Mihir also raises an important question about whether unconventional development can raise the standard of living to the kind we aspire to. I think it can, but only if it is pursued early enough. And early enough not from a national, but global perspective. If we continue to raise our standard of living through conventional development, then a time will come when again, it will be too late to revert. But why look far? I always look at Japan and France. 50% and 70% energy from nuclear power? The example's right in front of our eyes. We just need to stop making excuses and implement a similar one.
And yes, responsible as the US is for emissions, what really worries me more are India and China. One important reason is that enviromental laws are still quite strict in the US. How many years will pass before public and political concern makes us pass laws comparable to these US laws? Again, it just may be too late until then.

The more important point is that we have to give the common man on the street some incentives to keep him from polluting, otherwise why would he care about what's going to happen to our planet in twenty years?

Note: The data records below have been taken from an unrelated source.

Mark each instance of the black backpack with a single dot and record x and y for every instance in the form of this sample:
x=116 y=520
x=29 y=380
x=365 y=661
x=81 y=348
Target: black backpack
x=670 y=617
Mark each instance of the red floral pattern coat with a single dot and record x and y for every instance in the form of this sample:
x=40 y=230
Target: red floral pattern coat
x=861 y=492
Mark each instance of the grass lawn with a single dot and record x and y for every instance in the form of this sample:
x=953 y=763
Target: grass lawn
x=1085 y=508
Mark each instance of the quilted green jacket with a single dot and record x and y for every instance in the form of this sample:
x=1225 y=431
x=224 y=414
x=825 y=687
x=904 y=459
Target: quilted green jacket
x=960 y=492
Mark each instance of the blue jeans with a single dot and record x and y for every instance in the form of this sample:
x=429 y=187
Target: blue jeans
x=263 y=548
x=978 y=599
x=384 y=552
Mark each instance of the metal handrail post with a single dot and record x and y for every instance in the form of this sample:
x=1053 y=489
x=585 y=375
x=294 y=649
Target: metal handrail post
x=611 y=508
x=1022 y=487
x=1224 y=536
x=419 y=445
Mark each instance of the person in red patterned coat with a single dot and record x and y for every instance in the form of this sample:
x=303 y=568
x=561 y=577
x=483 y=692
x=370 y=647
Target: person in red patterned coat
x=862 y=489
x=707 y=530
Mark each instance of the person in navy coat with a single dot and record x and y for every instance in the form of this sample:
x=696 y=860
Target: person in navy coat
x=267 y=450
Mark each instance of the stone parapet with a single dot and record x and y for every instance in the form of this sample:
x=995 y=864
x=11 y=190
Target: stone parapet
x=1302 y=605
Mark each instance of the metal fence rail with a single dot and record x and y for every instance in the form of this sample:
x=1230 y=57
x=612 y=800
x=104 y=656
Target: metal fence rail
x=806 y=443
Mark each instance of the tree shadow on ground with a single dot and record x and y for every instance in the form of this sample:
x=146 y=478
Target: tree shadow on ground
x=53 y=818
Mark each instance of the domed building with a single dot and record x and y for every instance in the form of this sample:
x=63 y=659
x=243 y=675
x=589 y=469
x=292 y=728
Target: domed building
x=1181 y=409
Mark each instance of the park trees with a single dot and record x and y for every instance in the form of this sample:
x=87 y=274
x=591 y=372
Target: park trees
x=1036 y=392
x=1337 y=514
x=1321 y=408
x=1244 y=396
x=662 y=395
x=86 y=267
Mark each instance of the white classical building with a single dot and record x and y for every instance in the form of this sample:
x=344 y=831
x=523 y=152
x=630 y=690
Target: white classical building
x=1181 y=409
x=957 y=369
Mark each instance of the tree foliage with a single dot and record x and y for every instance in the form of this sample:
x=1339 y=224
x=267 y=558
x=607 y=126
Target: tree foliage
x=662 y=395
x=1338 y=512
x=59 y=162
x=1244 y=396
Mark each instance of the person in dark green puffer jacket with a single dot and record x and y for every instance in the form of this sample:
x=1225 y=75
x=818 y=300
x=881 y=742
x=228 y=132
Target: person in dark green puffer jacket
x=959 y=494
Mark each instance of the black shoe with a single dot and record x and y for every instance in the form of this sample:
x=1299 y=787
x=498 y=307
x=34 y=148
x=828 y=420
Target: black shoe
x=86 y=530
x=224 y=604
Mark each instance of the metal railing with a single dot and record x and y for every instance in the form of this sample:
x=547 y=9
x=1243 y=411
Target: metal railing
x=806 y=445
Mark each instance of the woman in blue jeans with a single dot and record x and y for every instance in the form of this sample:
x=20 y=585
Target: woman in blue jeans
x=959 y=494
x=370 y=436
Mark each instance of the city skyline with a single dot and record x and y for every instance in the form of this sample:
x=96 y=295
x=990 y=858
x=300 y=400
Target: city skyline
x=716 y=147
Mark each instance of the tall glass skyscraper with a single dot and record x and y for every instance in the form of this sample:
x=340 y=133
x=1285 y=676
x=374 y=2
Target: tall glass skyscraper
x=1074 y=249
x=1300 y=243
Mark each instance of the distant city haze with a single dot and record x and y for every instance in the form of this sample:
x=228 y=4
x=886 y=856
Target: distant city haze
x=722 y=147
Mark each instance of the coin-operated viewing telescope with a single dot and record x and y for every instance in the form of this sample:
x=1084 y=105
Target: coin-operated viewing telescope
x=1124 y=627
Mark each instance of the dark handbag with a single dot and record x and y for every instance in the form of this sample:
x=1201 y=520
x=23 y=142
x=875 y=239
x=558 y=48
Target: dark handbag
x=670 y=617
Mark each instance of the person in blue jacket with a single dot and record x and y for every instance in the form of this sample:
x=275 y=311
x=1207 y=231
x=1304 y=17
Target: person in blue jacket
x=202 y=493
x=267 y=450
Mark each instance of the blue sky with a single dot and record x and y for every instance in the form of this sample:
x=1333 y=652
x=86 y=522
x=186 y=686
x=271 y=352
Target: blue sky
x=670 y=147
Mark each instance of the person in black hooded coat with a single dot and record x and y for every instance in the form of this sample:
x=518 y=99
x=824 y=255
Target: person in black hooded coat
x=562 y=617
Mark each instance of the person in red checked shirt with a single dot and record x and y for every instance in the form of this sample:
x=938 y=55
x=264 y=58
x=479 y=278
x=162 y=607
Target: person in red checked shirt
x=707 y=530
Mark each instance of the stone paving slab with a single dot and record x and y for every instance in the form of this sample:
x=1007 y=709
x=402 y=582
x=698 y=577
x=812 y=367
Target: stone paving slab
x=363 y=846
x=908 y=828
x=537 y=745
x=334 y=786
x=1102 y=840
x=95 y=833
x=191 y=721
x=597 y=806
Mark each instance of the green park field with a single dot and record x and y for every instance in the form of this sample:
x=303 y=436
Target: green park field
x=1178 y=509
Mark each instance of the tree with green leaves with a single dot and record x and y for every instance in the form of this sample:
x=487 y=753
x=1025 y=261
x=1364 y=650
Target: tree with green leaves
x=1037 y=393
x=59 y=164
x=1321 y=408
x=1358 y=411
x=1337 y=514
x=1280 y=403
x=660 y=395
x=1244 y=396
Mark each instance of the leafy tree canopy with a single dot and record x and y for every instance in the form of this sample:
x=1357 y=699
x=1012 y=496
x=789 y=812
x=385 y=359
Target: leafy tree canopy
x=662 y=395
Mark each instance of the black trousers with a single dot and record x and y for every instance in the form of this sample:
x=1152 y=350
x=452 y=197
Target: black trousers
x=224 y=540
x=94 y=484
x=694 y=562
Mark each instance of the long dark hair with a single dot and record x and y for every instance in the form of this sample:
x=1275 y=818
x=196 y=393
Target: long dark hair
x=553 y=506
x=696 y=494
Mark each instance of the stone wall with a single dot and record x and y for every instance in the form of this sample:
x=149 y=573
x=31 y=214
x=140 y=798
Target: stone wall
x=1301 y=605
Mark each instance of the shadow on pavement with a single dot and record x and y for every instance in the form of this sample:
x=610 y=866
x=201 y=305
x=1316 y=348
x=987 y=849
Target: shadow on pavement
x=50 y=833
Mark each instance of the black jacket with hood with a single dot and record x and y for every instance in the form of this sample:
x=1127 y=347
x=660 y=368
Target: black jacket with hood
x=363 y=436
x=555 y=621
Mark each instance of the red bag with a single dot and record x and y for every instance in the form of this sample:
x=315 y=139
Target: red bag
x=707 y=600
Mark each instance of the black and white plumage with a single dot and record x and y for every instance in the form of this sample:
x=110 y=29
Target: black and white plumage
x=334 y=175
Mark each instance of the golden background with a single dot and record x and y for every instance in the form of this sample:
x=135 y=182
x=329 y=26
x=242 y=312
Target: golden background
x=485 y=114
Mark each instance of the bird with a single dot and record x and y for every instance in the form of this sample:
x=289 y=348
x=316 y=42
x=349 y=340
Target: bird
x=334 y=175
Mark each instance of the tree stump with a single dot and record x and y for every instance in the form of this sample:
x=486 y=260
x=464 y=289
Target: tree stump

Also, we sometimes rightly react with indignation when the US tells us to start using unconventional sources. But this issue should not have anything to do with the US in the first place in my opinion. Let us assume that the US does not exist, but that the current enviromental scenario which is disturbing does. It is our own duty, quite independently of the US, to develop our own sources, especially when we are geared towards so much development. However, whether this can be done on time in a practical way is a different matter, and since I am one of those who believes that "with great power comes great responsibility", I think the Western world should do its part and let us in on its own unconventional sources R & D.

Sumedha said...

A lucid post.
What can we do to 'shock' the world into waking up?